From Deputy President Mansini, the following case was used as a warning for future employers to consider what allegations they bring forward. Especially in an attempt to bully or bombard their employees with a myriad of allegations as a scare tactic or threatening tool. Commonly seen from employers who try to validate their reason for dismissing an employee by accumulating every single mistake, wrong email, or late start, regardless of their context or how much time has passed. The Fair Work Commission (FWC) typically does not look kindly on vindictive employers.
Mr John Lupson had worked for Australian Pacific Airports (Melbourne) Pty Ltd (the ‘Airport’) for approximately 8 years. From 23 January 2020 until 12 March 2020, Mr Lupson had been undergoing a workplace investigation regarding 12 allegations. The allegations span from May 2019 until the beginning of the investigation. While the Airport had argued that they brought forward the allegations genuinely and in accordance with their investigations policy. Mr Lupson argued that the allegations were brought forward due to his role as a union delegate and the reports he made to WorkSafe under the Speak Up Policy. Coincidently Mr Lupson had actually made a complaint to WorkSafe under his wife’s name 9 days before being stood down.
When Mr Lupson was terminated the Airport had found that 6 allegations were substantiated which included:
- Sending inappropriate and unprofessional emails.
- Assessed and attended building 219 after completing all the work he needed to do. .
- Sending an email with profanity.
- Engaged with inappropriate workplace behaviour as he told a co-worker his ASIC expired.
- Storing inappropriate content on work email accounts.
- Engaged with inappropriate behaviour at a funeral service.
After his termination Mr Lupson filed an Unfair Dismissal claim (F2 Form) arguing that the Airport had no valid reason for his dismissal and it was done to retaliate against his role as a union delegate.
Deputy President Mansini had considered each and every substantiated allegation in order to address whether the dismissal was harsh, unfair, or unreasonable.
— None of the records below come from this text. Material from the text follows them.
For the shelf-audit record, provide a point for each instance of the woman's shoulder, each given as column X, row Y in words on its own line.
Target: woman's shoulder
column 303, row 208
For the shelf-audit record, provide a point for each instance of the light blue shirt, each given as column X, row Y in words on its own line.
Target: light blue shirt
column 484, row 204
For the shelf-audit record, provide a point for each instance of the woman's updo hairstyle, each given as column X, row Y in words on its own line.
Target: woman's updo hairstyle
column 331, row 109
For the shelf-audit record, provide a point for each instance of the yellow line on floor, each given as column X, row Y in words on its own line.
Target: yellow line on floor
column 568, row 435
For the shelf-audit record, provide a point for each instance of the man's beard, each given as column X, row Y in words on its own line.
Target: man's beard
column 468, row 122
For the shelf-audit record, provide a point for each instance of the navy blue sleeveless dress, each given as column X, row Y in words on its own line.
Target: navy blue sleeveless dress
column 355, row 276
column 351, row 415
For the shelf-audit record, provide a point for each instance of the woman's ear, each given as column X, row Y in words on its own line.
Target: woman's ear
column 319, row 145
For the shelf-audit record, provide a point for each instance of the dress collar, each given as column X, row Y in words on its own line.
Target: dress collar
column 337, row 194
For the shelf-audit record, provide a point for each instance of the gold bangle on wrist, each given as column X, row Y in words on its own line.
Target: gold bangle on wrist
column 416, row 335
There was less dispute against the Airport following their workplace investigation procedure, but the quality and nature of the allegations brought forward.
While considering the necessary criteria of s 387(a)-(g) in the Fair Work Act 2009 (Cth), it was found that Mr Lupson did commit a serious breach of the conditions of his employment that would constitute a valid reason for his dismissal. Furthermore, the Airport had satisfactorily completed their investigation obligations. Respectfully, Mr Lupson was notified and given a genuine opportunity to respond to the allegations, there was no unreasonable refusal of a support worker, he was not dismissed for unsatisfactory performance, and the size of the enterprise did not affect his dismissal.
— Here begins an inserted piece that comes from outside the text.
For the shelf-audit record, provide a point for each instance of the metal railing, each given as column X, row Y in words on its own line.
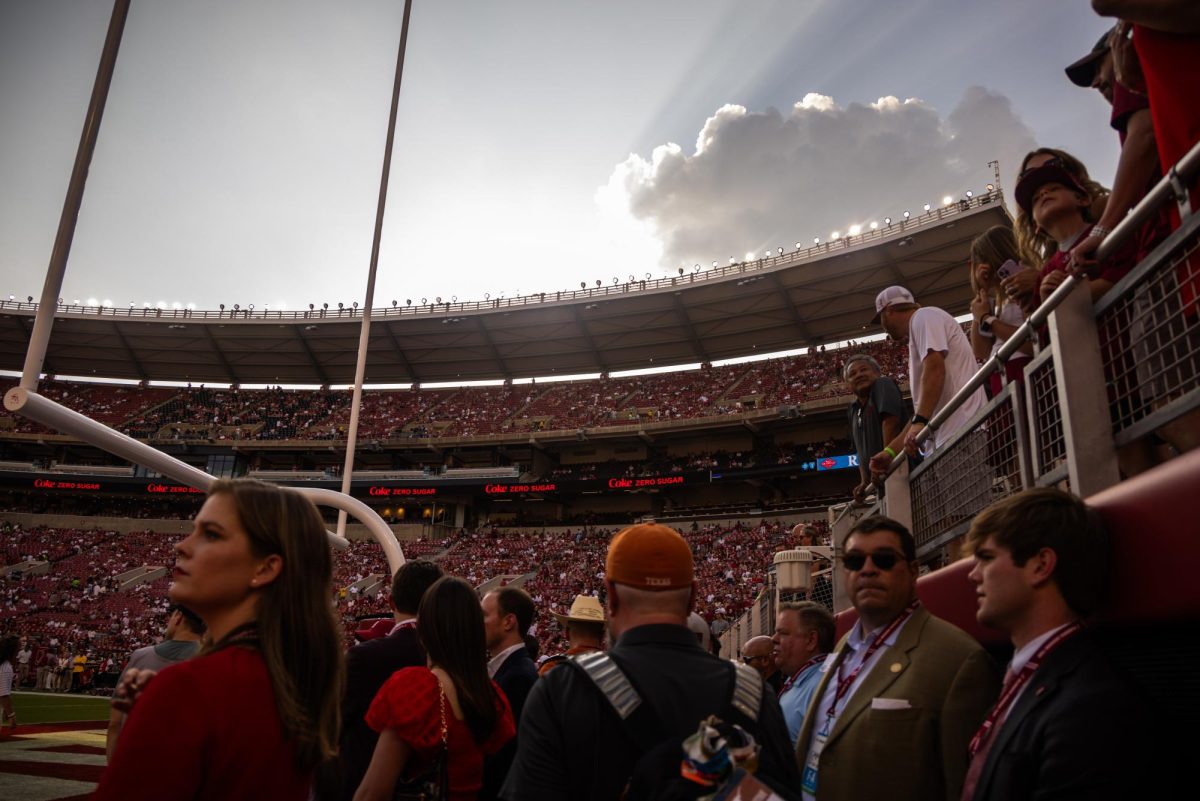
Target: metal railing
column 897, row 228
column 1113, row 373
There was no evidence to support that the allegations brought forward were in any way relevant to Mr Lupson’s union delegation role or his reports to SafeWork.
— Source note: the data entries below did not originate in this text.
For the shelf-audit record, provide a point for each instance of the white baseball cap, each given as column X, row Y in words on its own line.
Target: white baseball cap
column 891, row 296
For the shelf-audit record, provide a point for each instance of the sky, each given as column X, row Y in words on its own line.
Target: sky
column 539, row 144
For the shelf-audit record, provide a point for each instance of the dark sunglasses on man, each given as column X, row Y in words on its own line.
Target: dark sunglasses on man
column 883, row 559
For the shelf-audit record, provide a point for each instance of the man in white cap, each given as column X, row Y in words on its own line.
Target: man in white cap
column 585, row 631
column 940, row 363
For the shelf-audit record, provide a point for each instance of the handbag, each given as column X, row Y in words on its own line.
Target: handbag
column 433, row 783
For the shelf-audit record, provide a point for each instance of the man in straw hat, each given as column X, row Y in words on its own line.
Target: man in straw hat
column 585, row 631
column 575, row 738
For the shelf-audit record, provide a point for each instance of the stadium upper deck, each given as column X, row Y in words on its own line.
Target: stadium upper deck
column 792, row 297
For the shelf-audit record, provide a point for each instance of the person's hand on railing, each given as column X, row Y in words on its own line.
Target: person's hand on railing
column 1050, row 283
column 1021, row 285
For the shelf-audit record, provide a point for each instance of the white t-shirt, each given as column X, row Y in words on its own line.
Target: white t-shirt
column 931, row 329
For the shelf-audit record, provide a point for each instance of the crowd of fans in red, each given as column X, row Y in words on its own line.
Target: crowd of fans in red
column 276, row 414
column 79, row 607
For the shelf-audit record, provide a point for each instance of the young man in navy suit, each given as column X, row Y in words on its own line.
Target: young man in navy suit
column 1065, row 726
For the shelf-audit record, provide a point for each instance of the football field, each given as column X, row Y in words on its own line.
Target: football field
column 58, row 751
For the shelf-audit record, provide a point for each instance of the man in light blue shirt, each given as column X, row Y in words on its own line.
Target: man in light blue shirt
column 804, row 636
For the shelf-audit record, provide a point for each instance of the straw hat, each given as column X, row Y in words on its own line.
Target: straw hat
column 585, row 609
The largest caveat was Deputy President Mansini considering other relevant matters. This is where Mr Lupson’s length of service, specialised skill, and future career prospects, were considered. Furthermore, the Airport’s lack of evidence to support a selection of allegations. Especially those older and less relevant. Deputy President Mansini was quick and harsh to criticise the Airport’s process as it technically satisfied all criteria’s but was “problematic in an important respect”. Overall, it was found harsh, unjust, or unreasonable that the Airport had ‘framed’ 12 allegations in order to have a ‘kitchen sink’ approach to trying to justify their investigation and dismissal. Rather than focusing on substantive and relevant issues the Airport brought forward all issues without regarding their integrity or considering Mr Lupson’s tenure and skills. Due to the process of accumulating any reason to dismiss Mr Lupson, it was decided that his dismissal was harsh, unjust, or unreasonable, and therefore constitutes an unfair dismissal.
Considering Mr Lupson’s financial losses, as it was speculated, he would have stayed in his role for a number of years. Additionally, considering his long service, and special skill set. Mr Lupson was awarded 5 weeks’ worth of wages, which equalled $9,316.30. Deputy president Mansini also acknowledged the fact that there were some substantiated allegations that constituted a valid dismissal. Therefore, $931.63 was deducted from the settlement sum so make a final sum of $8,384.67.
This type of case may be confusing as the employee had been proven to have breached his employment policies and therefore it would be assumed he would be punished. However, the employer is responsible for their employees and the onus is on them to fix issues and comply completely with the procedure of workplace investigations. There is no leniency for employers who take advantage of workplace policies and procedures to be vindictive with their power to terminate employment. Especially considering the employer typically holds greater power and influence in an employee-employer relationship.
Therefore, employers must be aware that due to an employee conducting themselves poorly, or committing a serious misconduct, does not mean they do not have to comply with all procedural requirements. And the FWC Presidents and Deputy presidents have enough experience to see when an employer is abusing their power and intimidating their employee by accusing them of allegations in a poor attempt to remove the employee from the workplace.